> Posted by Elisabeth Rhyne, Managing Director, CFI
Monique Cohen just stepped down as head of Microfinance Opportunities, the non-profit organization she founded ten years ago. She is leaving MFOpps in very capable hands. Guy Stuart, formerly of the Kennedy School of Government, has already started as the new CEO. This change of leadership provides a good moment to pause and recognize the significant contributions Monique has made not only through Microfinance Opportunities but also as a researcher and thinker about microfinance clients.
Monique staked her position from the start as a champion for the client. She argues that anyone offering financial services to the poor needs a deep understanding of, and even empathy with, the poor. And by empathy, I do not mean sentimentality, but the intent to fully listen to and be guided by what low income people say about their situation and their views. This requires a market researcher to set aside preconceived ideas as much as possible, and draw conclusions from client-based evidence, both qualitative and quantitative.
By looking at prospective clients carefully, Monique generated important insights. And since I’ve known Monique quite a long time, I remember when she first talked about some of them. In fact, many of Monique’s insights became part of my own understanding about money and the poor. My first lesson from Monique was about how people in Andean cities finance the construction of their houses through incremental, one-room-at-a-time building patterns. This insight is at the basis of successful housing microfinance in Latin America, which offers relatively small short term home improvement loans to support that process.
In the late 1990s, Monique’s work on the AIMS project at USAID highlighted vulnerability as a central concept in understanding the lives of the poor and the function of financial services in helping people protect themselves against such vulnerabilities. This focus on coping with vulnerability has become important in enabling the microfinance field to gain a more nuanced understanding of the impact of its services on its clients.
When she started MFOpps, Monique intended to assist microfinance institutions learn how to learn from clients. And MFOpps did this. But MFOpps broke new ground when it received one of its first major grants from Citi Foundation to explore financial literacy. At that time the topic was barely recognized as a significant concern. MFOpps developed some of the first financial literacy curricula aimed at low income residents of developing countries. It worked on creative delivery mechanisms and wrestled with the still-daunting challenges of getting messages to people effectively and efficiently. In this way Microfinance Opportunities contributed to the growth of knowledge about financial capability, helping to move the topic to the forefront of financial inclusion.
These days, Monique is participating in a working group on financial capability as part of CFI’s Financial Inclusion 2020 campaign.
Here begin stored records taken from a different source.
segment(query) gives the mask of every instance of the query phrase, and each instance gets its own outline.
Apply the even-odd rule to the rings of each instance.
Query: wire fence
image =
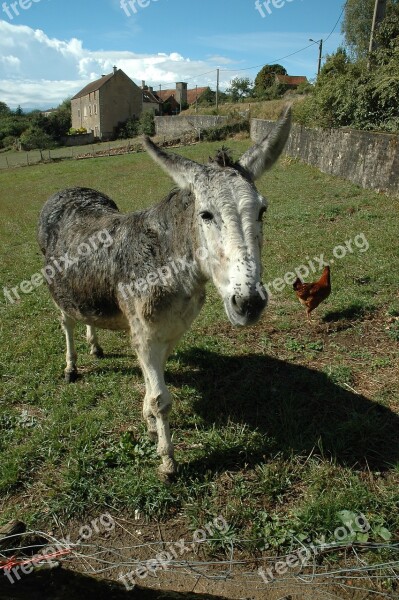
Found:
[[[245,552],[254,540],[231,541],[221,553],[220,548],[212,551],[216,538],[165,541],[160,532],[158,540],[144,541],[138,536],[142,532],[129,530],[126,523],[116,520],[113,532],[123,533],[123,543],[116,543],[114,535],[97,543],[72,543],[41,531],[10,535],[1,540],[0,571],[11,583],[35,568],[62,564],[82,574],[118,581],[127,589],[137,583],[159,588],[163,575],[168,574],[169,578],[191,579],[190,589],[200,581],[223,583],[231,593],[245,588],[248,598],[250,594],[263,598],[266,590],[287,587],[298,594],[316,589],[317,598],[343,598],[359,590],[368,594],[367,598],[399,597],[399,542],[305,546],[296,540],[288,553],[272,556],[264,552],[254,558]],[[306,560],[294,565],[293,556],[305,555]],[[312,594],[316,598],[315,592]]]
[[[201,133],[182,133],[177,136],[159,135],[154,141],[161,146],[188,145],[201,139]],[[106,156],[118,156],[133,152],[141,152],[142,145],[139,139],[114,140],[112,142],[100,142],[88,144],[87,146],[71,146],[54,148],[52,150],[30,150],[29,152],[7,152],[0,153],[0,170],[27,167],[40,163],[52,163],[61,160],[82,160],[88,158],[100,158]]]

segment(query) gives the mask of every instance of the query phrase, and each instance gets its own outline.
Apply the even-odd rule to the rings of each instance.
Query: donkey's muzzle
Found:
[[[250,296],[240,296],[235,294],[231,297],[231,308],[233,320],[237,325],[252,325],[256,323],[266,307],[267,297],[258,292],[252,293]],[[235,318],[234,318],[235,317]]]

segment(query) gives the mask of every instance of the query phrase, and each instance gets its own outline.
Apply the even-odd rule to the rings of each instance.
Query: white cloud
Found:
[[[72,96],[90,81],[111,73],[116,65],[136,83],[214,85],[210,79],[195,77],[215,70],[213,58],[192,60],[178,52],[137,54],[129,51],[92,51],[82,41],[50,38],[39,29],[0,20],[0,101],[10,107],[50,107]],[[220,57],[222,64],[223,57]],[[227,61],[227,59],[225,59]]]

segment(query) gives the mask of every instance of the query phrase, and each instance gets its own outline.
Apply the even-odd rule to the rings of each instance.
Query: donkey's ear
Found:
[[[145,136],[143,139],[144,148],[148,154],[163,168],[166,173],[172,177],[177,185],[182,189],[191,188],[195,180],[204,172],[203,165],[184,158],[173,152],[165,152],[154,142]]]
[[[255,180],[274,165],[284,149],[291,129],[291,106],[285,107],[273,131],[242,155],[238,164]]]

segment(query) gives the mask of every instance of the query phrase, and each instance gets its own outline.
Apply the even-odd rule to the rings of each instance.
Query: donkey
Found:
[[[77,378],[77,321],[87,325],[97,356],[103,351],[96,328],[130,330],[145,380],[143,416],[158,441],[159,472],[166,478],[176,470],[166,360],[201,310],[209,280],[232,325],[255,323],[265,308],[261,245],[267,203],[254,181],[278,159],[290,126],[287,107],[271,134],[238,162],[221,152],[207,165],[145,138],[148,154],[178,185],[159,204],[121,214],[104,194],[71,188],[54,194],[41,211],[42,272],[61,309],[66,381]],[[107,243],[97,243],[104,232]]]

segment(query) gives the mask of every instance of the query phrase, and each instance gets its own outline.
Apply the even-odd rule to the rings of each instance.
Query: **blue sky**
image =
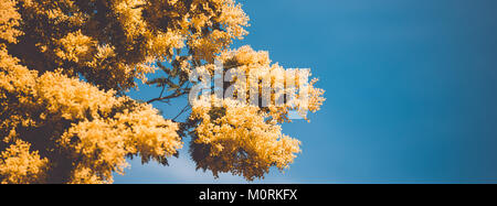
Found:
[[[234,47],[311,68],[327,98],[284,124],[303,142],[290,169],[255,183],[497,183],[496,1],[240,2],[252,26]],[[246,183],[195,172],[187,148],[170,166],[131,163],[116,183]]]

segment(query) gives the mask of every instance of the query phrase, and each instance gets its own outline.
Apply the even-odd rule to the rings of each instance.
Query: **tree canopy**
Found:
[[[273,104],[277,93],[264,107],[201,97],[184,122],[151,106],[190,95],[193,68],[212,74],[216,63],[250,76],[247,94],[263,93],[263,78],[285,87],[299,78],[290,72],[304,74],[273,64],[267,52],[230,48],[246,26],[234,0],[0,0],[0,182],[112,183],[128,158],[167,165],[184,138],[197,167],[214,176],[252,181],[288,167],[300,142],[281,123],[292,110],[319,109],[317,79],[284,89],[309,97],[290,102],[283,95],[285,105]],[[156,72],[162,75],[147,78]],[[162,93],[131,99],[137,80]],[[228,86],[243,97],[234,79]]]

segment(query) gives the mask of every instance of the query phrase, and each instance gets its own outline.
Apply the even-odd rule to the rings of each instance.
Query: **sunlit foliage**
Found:
[[[290,69],[267,53],[230,50],[246,26],[233,0],[0,0],[0,182],[112,183],[128,158],[167,165],[187,137],[198,167],[214,176],[252,181],[288,167],[300,142],[278,123],[289,110],[319,109],[316,80],[298,85],[311,97],[305,106],[203,99],[180,122],[150,105],[188,95],[191,69],[216,61],[258,76],[268,69],[271,84],[284,84]],[[147,79],[156,72],[163,76]],[[168,93],[134,100],[126,93],[137,79]]]

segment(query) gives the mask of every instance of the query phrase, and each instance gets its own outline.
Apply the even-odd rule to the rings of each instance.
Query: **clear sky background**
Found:
[[[284,124],[303,142],[289,170],[254,183],[497,183],[497,1],[240,2],[252,26],[234,47],[311,68],[327,98]],[[182,104],[155,106],[171,118]],[[188,148],[170,166],[131,162],[116,183],[246,183],[195,172]]]

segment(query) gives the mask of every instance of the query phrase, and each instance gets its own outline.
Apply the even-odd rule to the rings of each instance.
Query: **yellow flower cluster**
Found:
[[[30,152],[30,147],[18,140],[0,154],[0,183],[43,183],[49,161],[41,159],[38,151]]]
[[[318,110],[324,91],[267,52],[229,50],[246,26],[234,0],[0,0],[0,182],[112,183],[127,158],[167,164],[187,133],[198,167],[214,175],[287,167],[299,141],[278,123]],[[170,94],[157,101],[187,95],[191,67],[213,73],[215,62],[250,77],[232,79],[236,97],[278,90],[267,107],[209,96],[181,123],[125,96],[159,68],[168,76],[147,83]]]
[[[15,2],[19,13],[11,9]],[[10,45],[29,68],[64,68],[66,75],[80,74],[99,88],[118,91],[157,69],[147,63],[172,61],[176,51],[212,61],[233,39],[245,35],[248,25],[233,0],[2,0],[0,7],[1,26],[15,26],[20,18],[29,23],[20,43]]]
[[[232,99],[212,107],[215,100],[212,96],[195,101],[190,117],[200,120],[190,145],[198,169],[253,181],[264,177],[271,166],[286,169],[300,152],[300,142],[283,134],[274,121],[266,121],[261,108]]]
[[[209,95],[193,100],[190,119],[198,126],[190,153],[198,169],[210,170],[214,176],[231,172],[252,181],[264,177],[271,166],[288,167],[300,151],[300,142],[283,134],[278,123],[290,121],[290,110],[298,110],[307,118],[307,111],[319,109],[325,98],[324,90],[314,87],[317,79],[308,83],[303,78],[310,75],[306,69],[271,65],[267,52],[255,52],[250,46],[226,51],[219,61],[223,63],[224,72],[235,69],[248,78],[233,78],[231,83],[235,87],[235,96],[243,95],[245,99]],[[201,69],[213,74],[216,67],[207,65]],[[290,82],[294,87],[286,88]],[[263,88],[279,89],[266,91],[266,107],[261,106]],[[302,90],[307,91],[305,98],[300,98]],[[277,104],[277,98],[295,93],[294,99]],[[253,99],[257,102],[254,104]]]
[[[12,2],[0,3],[11,14],[0,18],[7,30],[0,39],[15,43],[19,13]],[[74,63],[94,52],[101,59],[115,56],[112,46],[94,46],[81,31],[53,43],[60,45],[56,56]],[[67,77],[63,68],[29,69],[10,54],[17,54],[12,46],[0,42],[1,183],[112,183],[127,156],[163,163],[182,147],[178,123],[150,105]]]

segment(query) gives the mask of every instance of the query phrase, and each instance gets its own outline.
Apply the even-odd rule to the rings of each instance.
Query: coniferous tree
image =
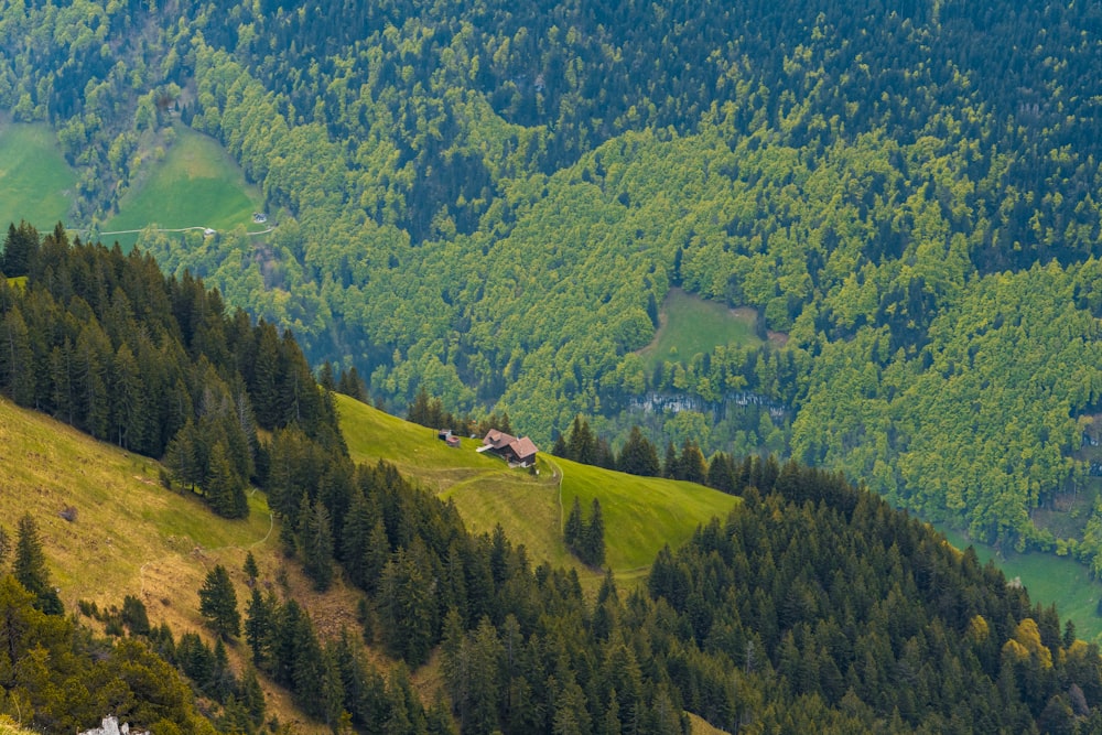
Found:
[[[131,636],[148,636],[150,633],[145,604],[133,595],[127,595],[122,598],[122,625],[127,627]]]
[[[4,239],[3,261],[0,273],[8,278],[26,275],[31,269],[31,260],[39,250],[39,233],[28,223],[20,220],[8,225],[8,237]]]
[[[681,447],[681,457],[678,462],[678,479],[685,479],[690,483],[703,485],[707,482],[707,464],[701,453],[696,442],[687,439]]]
[[[360,402],[367,400],[367,388],[364,386],[364,380],[359,377],[359,372],[356,371],[355,366],[341,374],[341,378],[337,380],[337,392],[355,398]]]
[[[666,444],[666,460],[662,461],[662,477],[678,479],[681,474],[681,461],[678,458],[678,451],[673,442]]]
[[[199,587],[199,613],[218,636],[234,638],[241,630],[241,614],[237,610],[237,592],[229,573],[222,564],[210,570]]]
[[[245,576],[249,579],[249,586],[255,585],[257,577],[260,576],[260,569],[257,566],[257,558],[252,555],[251,551],[245,554],[242,571],[245,572]]]
[[[590,429],[590,422],[580,415],[574,417],[570,436],[566,439],[566,458],[582,464],[596,464],[597,441]]]
[[[318,500],[302,520],[302,564],[314,590],[325,592],[333,584],[333,526],[329,511]]]
[[[566,437],[565,437],[565,435],[563,435],[560,432],[560,433],[555,434],[554,445],[551,447],[551,454],[553,454],[557,457],[562,457],[564,460],[569,460],[570,457],[566,456],[566,451],[568,451],[566,450]]]
[[[50,570],[46,569],[46,555],[42,551],[39,523],[31,514],[23,514],[19,519],[12,574],[36,597],[35,607],[51,615],[64,612],[57,592],[50,583]]]
[[[245,518],[249,515],[245,480],[230,464],[229,453],[222,440],[210,451],[206,475],[206,498],[212,510],[224,518]]]
[[[662,474],[662,465],[658,461],[658,451],[655,445],[642,435],[639,426],[631,426],[627,442],[620,451],[617,469],[630,475],[641,475],[644,477],[658,477]]]
[[[582,501],[574,496],[574,502],[570,507],[566,522],[563,526],[562,538],[566,542],[568,549],[576,549],[585,532],[585,521],[582,519]]]
[[[245,607],[245,640],[252,650],[252,663],[267,669],[271,651],[272,635],[276,628],[274,596],[264,596],[259,587],[252,587],[252,594]]]
[[[601,500],[593,498],[590,520],[585,523],[583,538],[579,544],[581,558],[590,566],[601,566],[605,563],[605,519],[601,511]]]
[[[34,369],[31,339],[19,306],[12,306],[0,322],[0,380],[13,401],[34,403]]]
[[[420,664],[432,648],[432,597],[429,574],[418,554],[399,549],[382,569],[379,580],[379,624],[387,648],[413,664]]]

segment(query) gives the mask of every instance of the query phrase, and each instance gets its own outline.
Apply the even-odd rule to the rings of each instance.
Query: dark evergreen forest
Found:
[[[234,432],[255,439],[240,417],[272,421],[270,440],[245,447],[252,477],[280,519],[287,553],[317,590],[339,573],[365,595],[361,629],[323,638],[296,601],[256,586],[238,627],[236,612],[219,612],[216,568],[201,593],[219,634],[213,648],[194,634],[177,640],[151,627],[136,599],[116,623],[117,635],[126,626],[134,639],[96,644],[67,619],[35,609],[48,602],[42,596],[48,584],[33,562],[41,551],[36,556],[30,544],[15,564],[26,582],[8,577],[0,591],[4,619],[18,621],[0,626],[8,641],[0,658],[9,662],[0,675],[6,690],[18,691],[31,707],[33,714],[24,715],[48,732],[72,729],[72,718],[57,716],[60,693],[76,691],[63,687],[65,677],[86,678],[122,657],[138,685],[145,681],[142,672],[163,666],[150,651],[224,703],[220,727],[255,728],[256,712],[263,711],[257,673],[230,670],[222,642],[242,631],[256,669],[288,688],[303,712],[361,732],[445,733],[457,722],[471,733],[688,733],[685,712],[727,732],[1102,727],[1102,658],[1094,645],[1078,640],[1073,626],[1061,628],[1054,608],[1031,605],[1024,590],[981,566],[972,551],[953,550],[925,523],[840,475],[756,456],[732,461],[727,471],[743,500],[727,519],[698,529],[683,549],[663,549],[641,586],[622,592],[609,574],[587,598],[576,573],[536,563],[500,528],[468,533],[453,506],[392,466],[353,466],[335,434],[327,393],[303,371],[290,335],[264,337],[264,324],[252,325],[241,312],[224,315],[217,291],[199,280],[160,275],[155,261],[139,252],[67,245],[60,227],[41,241],[26,227],[12,233],[24,238],[28,278],[0,289],[3,391],[94,430],[89,407],[98,404],[91,399],[100,389],[88,376],[106,375],[104,390],[116,396],[130,390],[128,352],[176,356],[163,361],[181,374],[183,389],[132,388],[138,398],[129,403],[108,400],[105,439],[171,460],[180,435],[161,434],[155,444],[141,429],[143,417],[169,410],[158,400],[165,394],[170,404],[190,406],[176,417],[181,431],[188,421],[209,420],[202,435],[216,437],[215,446],[225,442],[230,457]],[[21,251],[10,246],[8,252]],[[80,358],[89,353],[66,344],[97,329],[102,336],[84,342],[102,343],[90,353],[102,360],[99,372],[26,369],[35,360],[56,367],[90,359],[95,366]],[[283,356],[274,382],[237,363],[264,341]],[[61,359],[67,350],[76,356],[71,361]],[[21,367],[12,371],[12,365]],[[28,375],[34,380],[24,386]],[[193,397],[186,388],[194,375],[204,378]],[[225,388],[235,383],[245,387]],[[66,385],[80,386],[69,403],[63,400]],[[228,398],[214,400],[219,393]],[[120,413],[117,407],[127,406],[130,411]],[[281,408],[269,414],[276,406]],[[586,444],[587,432],[582,421],[576,428],[581,435],[568,444],[575,448]],[[173,484],[176,491],[190,489]],[[583,525],[592,523],[593,516]],[[21,582],[42,591],[25,592]],[[380,673],[359,639],[409,667],[439,650],[446,699],[425,709],[407,669]],[[29,668],[25,661],[39,663]],[[156,675],[163,687],[174,680]],[[158,732],[202,732],[181,714],[188,712],[181,690],[162,692],[168,699],[159,700],[161,709],[142,709],[147,696],[162,696],[152,692],[126,700],[136,723],[182,717],[172,722],[192,724],[160,723],[181,729]],[[170,713],[164,707],[171,703],[184,709]],[[95,698],[87,704],[106,706]]]
[[[1102,502],[1035,515],[1096,489],[1100,22],[1094,0],[2,0],[0,109],[57,131],[91,239],[173,126],[219,140],[279,227],[143,251],[392,410],[424,388],[548,445],[583,414],[617,452],[636,424],[776,452],[1098,573]],[[673,287],[779,336],[651,365]],[[154,453],[183,429],[90,410]],[[201,487],[187,436],[176,482]]]

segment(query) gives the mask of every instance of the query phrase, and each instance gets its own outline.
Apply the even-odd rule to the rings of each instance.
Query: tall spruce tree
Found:
[[[12,574],[35,596],[34,606],[40,610],[51,615],[64,613],[61,598],[50,583],[50,570],[46,569],[46,555],[42,550],[39,525],[31,514],[24,514],[19,519],[17,533]]]
[[[566,542],[566,548],[573,551],[582,540],[585,531],[585,521],[582,520],[582,501],[574,496],[574,502],[570,507],[566,516],[566,523],[562,529],[562,540]]]
[[[644,477],[657,477],[662,474],[658,451],[642,435],[642,431],[638,426],[631,426],[631,433],[628,434],[627,442],[624,443],[616,468],[629,475],[642,475]]]
[[[602,566],[605,563],[605,519],[597,498],[593,498],[590,520],[585,523],[579,547],[582,561],[590,566]]]
[[[210,629],[223,638],[234,638],[241,630],[241,614],[237,610],[237,592],[229,573],[222,564],[210,570],[199,587],[199,613]]]
[[[329,511],[318,500],[301,519],[302,564],[314,590],[325,592],[333,584],[333,526]]]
In her feisty way, she challenges the group not to impose their middle class, western definition of financial capability, but to remember that clients will – and should – define financial capability as they see it, in line with their own reality.
More recently, Monique and Guy have been doing financial diaries research with users of mobile money in Kenya and Malawi. Monique’s latest lesson for me, which comes out of that work, is that product designers who want to attract savers should pay more attention to when people can put money aside, and not get so hung up on why they want to do so. This observation also came out of research on rural residents in Latin America by Jacqueline Urquizo.
In moving on from Microfinance Opportunities, Monique has left in place an organization that occupies a unique and influential place in the financial inclusion world. She’ll now be free to do research on her own, without worrying about management and fundraising, and that’s a good thing. I’m looking forward to my next opportunity to learn something important from her.